What is Wimbledon Like
Wimbledon is a leafy and peaceful village in southwest London that dramatically changes its tranquil character every June and July. This annual transformation has been happening since the 19th century when the Wimbledon tennis championships started.
The first signs that something really big is about to happen in Wimbledon becomes noticeable about one month before the tennis tournament begins in the last week of June. Driving down Church Road past the All England Lawn Tennis Club, you can see construction work on a huge staircase and walkway which will eventually enable tennis fans to safely cross this extremely busy and hazardous road, during the tennis fortnight.
A short distance away in Wimbledon Village, shops, restaurants and pubs begin sprucing up their facades. Hanging baskets with beautiful floral displays are suddenly suspended from every lamppost and equally impressive flower boxes adorn every possible windowsill. Wimbledon is ready for visitors.
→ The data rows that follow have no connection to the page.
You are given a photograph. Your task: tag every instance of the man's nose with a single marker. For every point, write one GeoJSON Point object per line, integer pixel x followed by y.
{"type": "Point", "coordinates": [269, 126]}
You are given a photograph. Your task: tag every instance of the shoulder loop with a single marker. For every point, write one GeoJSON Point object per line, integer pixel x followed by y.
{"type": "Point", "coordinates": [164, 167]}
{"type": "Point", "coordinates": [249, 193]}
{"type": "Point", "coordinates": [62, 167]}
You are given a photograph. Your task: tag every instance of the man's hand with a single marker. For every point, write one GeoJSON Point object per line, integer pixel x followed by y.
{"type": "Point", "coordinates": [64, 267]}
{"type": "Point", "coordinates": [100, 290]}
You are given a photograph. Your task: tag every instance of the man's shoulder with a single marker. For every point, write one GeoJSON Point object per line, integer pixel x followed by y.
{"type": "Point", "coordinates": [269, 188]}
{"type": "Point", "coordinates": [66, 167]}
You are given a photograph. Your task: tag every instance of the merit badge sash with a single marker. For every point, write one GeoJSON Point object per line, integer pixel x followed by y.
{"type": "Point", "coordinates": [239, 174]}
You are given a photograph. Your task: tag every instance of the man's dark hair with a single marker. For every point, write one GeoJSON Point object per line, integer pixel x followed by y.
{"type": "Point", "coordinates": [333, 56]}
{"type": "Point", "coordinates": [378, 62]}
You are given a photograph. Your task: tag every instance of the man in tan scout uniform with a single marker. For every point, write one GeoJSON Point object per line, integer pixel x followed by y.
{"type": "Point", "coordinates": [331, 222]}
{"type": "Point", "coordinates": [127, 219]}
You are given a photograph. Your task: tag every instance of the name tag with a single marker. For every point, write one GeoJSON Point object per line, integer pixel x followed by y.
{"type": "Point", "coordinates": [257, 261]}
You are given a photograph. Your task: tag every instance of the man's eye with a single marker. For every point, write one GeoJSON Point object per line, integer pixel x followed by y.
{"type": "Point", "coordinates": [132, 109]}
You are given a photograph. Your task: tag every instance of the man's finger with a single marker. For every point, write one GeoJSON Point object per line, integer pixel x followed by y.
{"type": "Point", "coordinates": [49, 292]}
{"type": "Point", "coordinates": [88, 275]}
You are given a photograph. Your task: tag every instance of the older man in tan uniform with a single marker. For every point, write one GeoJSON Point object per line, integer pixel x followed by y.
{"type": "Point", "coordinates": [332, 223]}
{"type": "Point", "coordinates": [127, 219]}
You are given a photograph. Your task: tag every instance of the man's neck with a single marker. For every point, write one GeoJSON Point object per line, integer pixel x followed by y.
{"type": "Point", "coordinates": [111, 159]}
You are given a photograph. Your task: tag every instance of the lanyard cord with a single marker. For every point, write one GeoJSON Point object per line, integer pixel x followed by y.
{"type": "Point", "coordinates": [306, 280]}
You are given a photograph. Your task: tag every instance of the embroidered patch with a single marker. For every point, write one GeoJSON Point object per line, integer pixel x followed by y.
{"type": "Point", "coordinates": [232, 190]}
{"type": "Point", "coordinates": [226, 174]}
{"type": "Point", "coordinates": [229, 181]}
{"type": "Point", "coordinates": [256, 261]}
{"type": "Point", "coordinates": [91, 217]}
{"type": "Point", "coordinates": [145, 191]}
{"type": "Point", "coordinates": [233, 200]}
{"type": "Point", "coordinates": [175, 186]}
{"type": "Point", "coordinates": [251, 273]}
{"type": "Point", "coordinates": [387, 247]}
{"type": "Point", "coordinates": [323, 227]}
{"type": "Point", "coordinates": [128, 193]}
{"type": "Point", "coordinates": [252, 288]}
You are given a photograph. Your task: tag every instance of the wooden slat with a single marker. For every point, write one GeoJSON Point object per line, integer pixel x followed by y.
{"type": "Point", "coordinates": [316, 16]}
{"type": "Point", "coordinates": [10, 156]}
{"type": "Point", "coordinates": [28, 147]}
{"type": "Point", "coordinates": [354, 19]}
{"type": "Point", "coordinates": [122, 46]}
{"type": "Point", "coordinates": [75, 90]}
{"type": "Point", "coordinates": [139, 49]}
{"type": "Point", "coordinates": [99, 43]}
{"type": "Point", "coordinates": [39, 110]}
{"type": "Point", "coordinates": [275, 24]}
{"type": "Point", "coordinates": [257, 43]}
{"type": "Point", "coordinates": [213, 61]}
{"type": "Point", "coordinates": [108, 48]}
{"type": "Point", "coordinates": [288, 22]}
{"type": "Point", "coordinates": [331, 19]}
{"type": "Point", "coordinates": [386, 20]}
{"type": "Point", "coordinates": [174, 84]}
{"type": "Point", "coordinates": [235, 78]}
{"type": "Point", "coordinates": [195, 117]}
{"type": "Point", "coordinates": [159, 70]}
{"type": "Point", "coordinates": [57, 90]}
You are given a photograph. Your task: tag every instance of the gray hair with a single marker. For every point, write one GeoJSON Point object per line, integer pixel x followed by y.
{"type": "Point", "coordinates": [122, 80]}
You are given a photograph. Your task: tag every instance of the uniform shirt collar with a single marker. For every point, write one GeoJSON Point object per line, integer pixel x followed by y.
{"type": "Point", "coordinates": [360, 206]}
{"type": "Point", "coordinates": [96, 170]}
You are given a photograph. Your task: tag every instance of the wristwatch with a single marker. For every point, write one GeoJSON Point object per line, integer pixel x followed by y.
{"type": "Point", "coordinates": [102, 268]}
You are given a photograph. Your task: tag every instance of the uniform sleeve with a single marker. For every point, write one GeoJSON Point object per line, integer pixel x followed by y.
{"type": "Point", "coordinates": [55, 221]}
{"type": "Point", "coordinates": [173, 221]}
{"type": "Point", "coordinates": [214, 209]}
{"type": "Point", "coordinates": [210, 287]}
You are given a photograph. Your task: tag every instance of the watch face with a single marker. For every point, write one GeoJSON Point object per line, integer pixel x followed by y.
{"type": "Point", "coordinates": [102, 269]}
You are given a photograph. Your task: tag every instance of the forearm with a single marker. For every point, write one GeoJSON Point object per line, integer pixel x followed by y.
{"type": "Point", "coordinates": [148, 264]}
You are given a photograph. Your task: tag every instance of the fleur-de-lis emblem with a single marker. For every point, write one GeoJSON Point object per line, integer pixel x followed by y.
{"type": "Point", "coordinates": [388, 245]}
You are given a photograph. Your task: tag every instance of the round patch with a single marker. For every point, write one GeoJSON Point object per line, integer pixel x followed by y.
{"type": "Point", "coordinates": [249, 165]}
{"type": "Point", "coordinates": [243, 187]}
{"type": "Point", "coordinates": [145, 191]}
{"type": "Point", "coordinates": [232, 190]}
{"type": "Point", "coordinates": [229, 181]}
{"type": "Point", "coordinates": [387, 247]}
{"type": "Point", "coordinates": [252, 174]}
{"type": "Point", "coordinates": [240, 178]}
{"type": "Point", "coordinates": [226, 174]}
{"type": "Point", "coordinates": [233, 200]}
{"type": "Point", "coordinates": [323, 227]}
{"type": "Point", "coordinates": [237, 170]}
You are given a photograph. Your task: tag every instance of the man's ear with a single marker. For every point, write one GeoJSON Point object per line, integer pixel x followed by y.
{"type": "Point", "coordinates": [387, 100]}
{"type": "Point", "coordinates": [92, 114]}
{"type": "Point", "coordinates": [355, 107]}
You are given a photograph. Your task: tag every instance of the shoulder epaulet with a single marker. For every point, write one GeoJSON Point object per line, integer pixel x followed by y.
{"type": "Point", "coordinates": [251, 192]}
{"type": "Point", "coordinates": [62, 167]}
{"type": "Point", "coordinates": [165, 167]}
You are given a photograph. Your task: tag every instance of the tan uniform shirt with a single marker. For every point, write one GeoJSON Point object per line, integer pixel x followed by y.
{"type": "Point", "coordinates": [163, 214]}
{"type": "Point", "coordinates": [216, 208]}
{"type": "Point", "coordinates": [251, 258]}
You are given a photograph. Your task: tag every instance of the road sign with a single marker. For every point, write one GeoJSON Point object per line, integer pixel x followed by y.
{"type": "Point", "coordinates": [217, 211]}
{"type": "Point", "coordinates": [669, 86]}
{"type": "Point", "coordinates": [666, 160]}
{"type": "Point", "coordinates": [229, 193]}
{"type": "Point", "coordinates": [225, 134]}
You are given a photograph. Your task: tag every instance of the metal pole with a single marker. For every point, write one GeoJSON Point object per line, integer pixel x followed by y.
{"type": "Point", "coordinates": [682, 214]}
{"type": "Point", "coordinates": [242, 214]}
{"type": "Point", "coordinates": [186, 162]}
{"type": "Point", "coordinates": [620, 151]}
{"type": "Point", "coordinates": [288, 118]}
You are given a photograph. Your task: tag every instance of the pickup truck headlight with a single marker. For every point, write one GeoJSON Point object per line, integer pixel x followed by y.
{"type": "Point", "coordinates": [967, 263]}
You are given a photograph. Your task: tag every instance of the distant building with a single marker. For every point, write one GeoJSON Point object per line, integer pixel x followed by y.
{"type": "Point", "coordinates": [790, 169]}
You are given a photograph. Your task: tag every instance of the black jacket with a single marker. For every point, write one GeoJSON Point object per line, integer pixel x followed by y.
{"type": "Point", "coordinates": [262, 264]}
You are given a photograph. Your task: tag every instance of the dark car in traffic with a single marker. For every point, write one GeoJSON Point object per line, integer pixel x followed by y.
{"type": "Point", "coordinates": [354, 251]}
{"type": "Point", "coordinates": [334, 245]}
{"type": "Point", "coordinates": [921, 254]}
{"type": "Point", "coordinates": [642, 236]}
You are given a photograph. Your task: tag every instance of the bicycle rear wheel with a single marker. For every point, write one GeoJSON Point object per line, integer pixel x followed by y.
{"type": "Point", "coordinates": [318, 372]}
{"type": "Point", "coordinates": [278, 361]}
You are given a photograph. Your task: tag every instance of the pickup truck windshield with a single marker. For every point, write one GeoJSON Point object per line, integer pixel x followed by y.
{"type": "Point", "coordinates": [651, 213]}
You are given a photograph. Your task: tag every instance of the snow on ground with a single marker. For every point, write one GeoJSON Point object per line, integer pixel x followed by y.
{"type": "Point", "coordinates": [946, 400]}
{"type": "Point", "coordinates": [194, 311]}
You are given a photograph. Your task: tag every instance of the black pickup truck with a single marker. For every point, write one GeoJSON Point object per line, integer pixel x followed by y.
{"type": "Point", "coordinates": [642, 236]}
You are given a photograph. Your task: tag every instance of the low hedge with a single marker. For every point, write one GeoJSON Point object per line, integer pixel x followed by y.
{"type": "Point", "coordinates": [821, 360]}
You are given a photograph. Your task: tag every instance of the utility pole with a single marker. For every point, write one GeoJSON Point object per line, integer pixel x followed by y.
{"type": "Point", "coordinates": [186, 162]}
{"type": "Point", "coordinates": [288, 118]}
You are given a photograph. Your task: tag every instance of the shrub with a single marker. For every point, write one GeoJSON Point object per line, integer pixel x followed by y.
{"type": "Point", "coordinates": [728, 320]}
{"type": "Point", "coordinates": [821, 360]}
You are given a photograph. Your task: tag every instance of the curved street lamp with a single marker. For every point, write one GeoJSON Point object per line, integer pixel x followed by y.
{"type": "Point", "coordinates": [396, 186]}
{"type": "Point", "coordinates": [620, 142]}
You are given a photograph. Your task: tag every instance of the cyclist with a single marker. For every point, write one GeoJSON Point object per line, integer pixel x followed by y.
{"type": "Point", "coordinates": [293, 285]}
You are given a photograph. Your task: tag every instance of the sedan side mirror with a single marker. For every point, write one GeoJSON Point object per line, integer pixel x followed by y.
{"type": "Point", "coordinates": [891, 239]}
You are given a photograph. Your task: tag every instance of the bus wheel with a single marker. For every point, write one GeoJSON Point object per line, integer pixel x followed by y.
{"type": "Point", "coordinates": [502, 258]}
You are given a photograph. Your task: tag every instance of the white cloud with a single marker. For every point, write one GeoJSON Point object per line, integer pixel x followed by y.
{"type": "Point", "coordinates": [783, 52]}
Wimbledon Station, situated in the main commercial part of Wimbledon, sees the first visitors arriving several days or even a week before the tournament. Everywhere you look, you can see tourists wheeling suitcases, waiting for buses and taxis, en route to their many pre-arranged short-let flats, houses, hotels and guesthouses in and around Wimbledon. You can’t help feeling the charged atmosphere; everyone is full of anticipation, just waiting for the tournament to start.
Whatever the weather, there is always something for visitors to see and do in and around Wimbledon. The variety of attractions together with the superb selection of shops, bars, multi-complex cinema and theatres await tourists who get spoilt for leisure choices. Apart from the Wimbledon Lawn Tennis Museum, there is the Wimbledon Society Museum of Local History and the Windmill Museum, depicting the history of windmills.
Home to the Windmill, Wimbledon Common, forms a vast expanse of woodland and open grass area that is very popular with walkers and leisure seekers. On the common’s edge you can visit the beautifully landscaped, hilly Cannizaro Park, enjoy its beautiful pond with wild ducks and stroll along many paths among rhododendrons.
Want to go to another park? Visit Wimbledon Park, the 18th century Capability Brown creation, with a manmade lake and join nature lovers strolling in the park. The National Trust offers you Morden Park. It is again in the London Borough of Merton, just south of Wimbledon. The River Wandle meanders on its way to the River Thames through the park’s beautiful woodland, meadows and wetlands.
Visit Merton Abbey Mills – an exciting craft market complex with a historic, fully working Victorian water mill, just south of Wimbledon. Close to the craft market there are restaurants and a pub where you can sit and relax on the bank of River Wandle.
Merton Abbey Mills is an important archaeological site of Merton Priory, now referred to as Merton Abbey. Merton Priory was founded in 1117 as an Augustinian priory and was taken by Crown forces in 1538 during the dissolution of the monasteries. Subsequently, the Priory buildings were destroyed and today only the foundations remain. The site is accessible only on special occasions.
Visitors seeking shopping can go to Wimbledon High Street, a delightful olde worlde area full of small independent shops, selling everything from food to high fashion. The High Street also contains many pubs, restaurants and bars. Wimbledon Town, by Wimbledon Railway Station, offers a large shopping centre plus many good shops in the surrounding streets. Wimbledon doesn’t disappoint those seeking entertainment either. The New Wimbledon Theatre stages many top quality shows and operas. There are also two theatres for children: the Polka Theatre in Wimbledon Broadway and the Colour House Theatre in Merton Abbey Mills.
Wimbledon, one of the most attractive and safe of London’s suburbs, has lots to offer. Spend some time exploring it: Culture, sport, relaxation, shopping, great scenery and excellent accommodation. Great memories will always be with you once you leave Wimbledon – and they don’t have to be anything to do with tennis.